During that period, over half of Tate’s yardage has come after the catch. 49 wide receivers have received at last 300 regular-season targets since 2014; Tate is one of only three, along with Randall Cobb and Jarvis Landry, who has more yards after the catch than yards before the catch. His ability to create extra yardage in the open field is second to none.
Part of what makes Tate so special after the catch is his ability to make potential tacklers miss. Who is the leader in avoided tackles by wide receivers since 2014? No surprises – it’s Golden Tate by a healthy margin. Tate has made 108 potential tacklers miss in the last four-plus seasons. Not only is that the most by any wide receiver, but it is over 25 more than the next closest player.
Tate may be in his ninth season, but he’s showing no signs of slowing down, particularly in the areas he has excelled throughout his career. In 2018, he ranks second among receivers in avoided tackles with 13 behind only Odell Beckham Jr. To go along with that, Tate’s 6.4 yards after the catch per reception rank ninth out of 67 wide receivers with 30 or more targets. He is still very good at what he does best – making defenders miss and making them pay for missing. The rich get richer for the Eagles, who already rank in the top half of the league in yards after catch per reception and missed tackles forced per reception by their wide receivers.

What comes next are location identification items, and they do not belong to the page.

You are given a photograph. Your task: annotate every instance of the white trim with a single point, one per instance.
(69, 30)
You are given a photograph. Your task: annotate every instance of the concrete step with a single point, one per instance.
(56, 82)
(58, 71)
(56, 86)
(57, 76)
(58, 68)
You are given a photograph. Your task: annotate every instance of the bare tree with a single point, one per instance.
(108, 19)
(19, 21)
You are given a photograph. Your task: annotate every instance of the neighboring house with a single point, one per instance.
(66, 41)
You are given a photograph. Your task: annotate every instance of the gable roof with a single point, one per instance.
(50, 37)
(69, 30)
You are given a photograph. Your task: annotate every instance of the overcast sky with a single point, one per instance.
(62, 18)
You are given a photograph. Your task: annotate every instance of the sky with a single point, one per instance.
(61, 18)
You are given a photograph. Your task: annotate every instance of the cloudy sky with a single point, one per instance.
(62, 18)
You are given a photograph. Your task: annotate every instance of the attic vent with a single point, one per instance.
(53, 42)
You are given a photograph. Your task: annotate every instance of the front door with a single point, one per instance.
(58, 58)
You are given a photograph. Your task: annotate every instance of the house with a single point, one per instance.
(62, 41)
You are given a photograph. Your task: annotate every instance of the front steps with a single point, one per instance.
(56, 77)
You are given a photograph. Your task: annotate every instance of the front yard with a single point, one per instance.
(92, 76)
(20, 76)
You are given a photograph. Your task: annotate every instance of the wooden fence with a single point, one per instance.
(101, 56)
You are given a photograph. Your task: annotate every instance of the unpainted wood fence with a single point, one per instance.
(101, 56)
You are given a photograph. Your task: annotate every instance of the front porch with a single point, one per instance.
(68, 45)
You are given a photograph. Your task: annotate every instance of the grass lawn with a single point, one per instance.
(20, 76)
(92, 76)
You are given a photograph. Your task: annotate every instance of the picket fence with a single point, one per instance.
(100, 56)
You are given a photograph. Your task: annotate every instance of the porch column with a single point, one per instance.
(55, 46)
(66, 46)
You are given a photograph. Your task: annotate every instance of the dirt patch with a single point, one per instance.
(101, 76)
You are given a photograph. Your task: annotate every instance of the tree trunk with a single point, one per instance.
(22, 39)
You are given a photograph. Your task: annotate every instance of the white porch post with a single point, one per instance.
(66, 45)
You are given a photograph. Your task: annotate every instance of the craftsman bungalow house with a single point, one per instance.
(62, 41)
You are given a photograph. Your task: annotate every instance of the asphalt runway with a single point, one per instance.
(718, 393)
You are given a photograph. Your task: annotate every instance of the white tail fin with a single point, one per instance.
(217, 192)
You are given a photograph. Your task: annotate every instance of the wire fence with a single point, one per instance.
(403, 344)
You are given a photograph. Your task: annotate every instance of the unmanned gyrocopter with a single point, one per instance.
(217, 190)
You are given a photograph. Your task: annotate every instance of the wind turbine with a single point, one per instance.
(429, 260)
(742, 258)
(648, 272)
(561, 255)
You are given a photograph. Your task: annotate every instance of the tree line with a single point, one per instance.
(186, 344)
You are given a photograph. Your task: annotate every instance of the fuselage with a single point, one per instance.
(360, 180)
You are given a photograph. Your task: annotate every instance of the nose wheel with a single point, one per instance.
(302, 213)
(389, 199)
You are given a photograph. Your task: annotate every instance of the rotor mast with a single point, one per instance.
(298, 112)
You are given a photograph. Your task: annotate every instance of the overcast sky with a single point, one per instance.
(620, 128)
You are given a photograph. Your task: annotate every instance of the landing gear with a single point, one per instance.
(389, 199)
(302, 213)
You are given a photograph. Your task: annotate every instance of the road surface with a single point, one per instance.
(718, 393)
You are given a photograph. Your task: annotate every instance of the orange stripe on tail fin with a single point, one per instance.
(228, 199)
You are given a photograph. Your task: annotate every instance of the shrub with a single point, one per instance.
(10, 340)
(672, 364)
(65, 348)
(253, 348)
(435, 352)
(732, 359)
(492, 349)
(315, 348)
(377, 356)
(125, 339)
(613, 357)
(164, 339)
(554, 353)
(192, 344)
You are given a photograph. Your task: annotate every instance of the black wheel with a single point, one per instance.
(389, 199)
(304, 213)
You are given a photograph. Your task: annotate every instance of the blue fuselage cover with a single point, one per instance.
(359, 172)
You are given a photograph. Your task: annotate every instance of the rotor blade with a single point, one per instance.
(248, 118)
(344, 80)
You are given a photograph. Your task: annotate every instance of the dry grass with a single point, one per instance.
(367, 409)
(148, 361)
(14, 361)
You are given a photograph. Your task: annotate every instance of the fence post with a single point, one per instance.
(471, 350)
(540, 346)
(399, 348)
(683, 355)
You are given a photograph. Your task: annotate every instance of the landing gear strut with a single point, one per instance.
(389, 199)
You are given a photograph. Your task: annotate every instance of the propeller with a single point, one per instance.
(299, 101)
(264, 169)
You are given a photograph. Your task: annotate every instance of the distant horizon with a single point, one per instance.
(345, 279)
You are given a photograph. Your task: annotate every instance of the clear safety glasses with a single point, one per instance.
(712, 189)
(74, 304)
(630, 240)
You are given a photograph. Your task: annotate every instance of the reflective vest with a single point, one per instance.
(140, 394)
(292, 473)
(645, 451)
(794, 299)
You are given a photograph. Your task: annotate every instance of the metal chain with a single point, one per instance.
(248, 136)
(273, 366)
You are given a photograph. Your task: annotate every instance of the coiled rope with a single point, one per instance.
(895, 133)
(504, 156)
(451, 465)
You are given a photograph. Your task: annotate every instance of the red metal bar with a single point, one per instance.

Tate enters a wide receiver group led by Alshon Jeffery and Nelson Agholor. There will be some shifting required, as Agholor and Tate have both played over 60 percent of their receiving snaps inside at a slot position. Additionally, tight end Zach Ertz has run over 50 percent of his routes from the slot. Both Tate and Agholor have shown themselves to be capable on the outside, though, and both have actually graded better as outside receivers this season.
Regardless, the trade for Tate gives the Eagles a proven offensive weapon that makes life easier on their franchise quarterback, Carson Wentz. Tate’s ability to turn short passes into big gains will be welcomed in the City of Brotherly Love.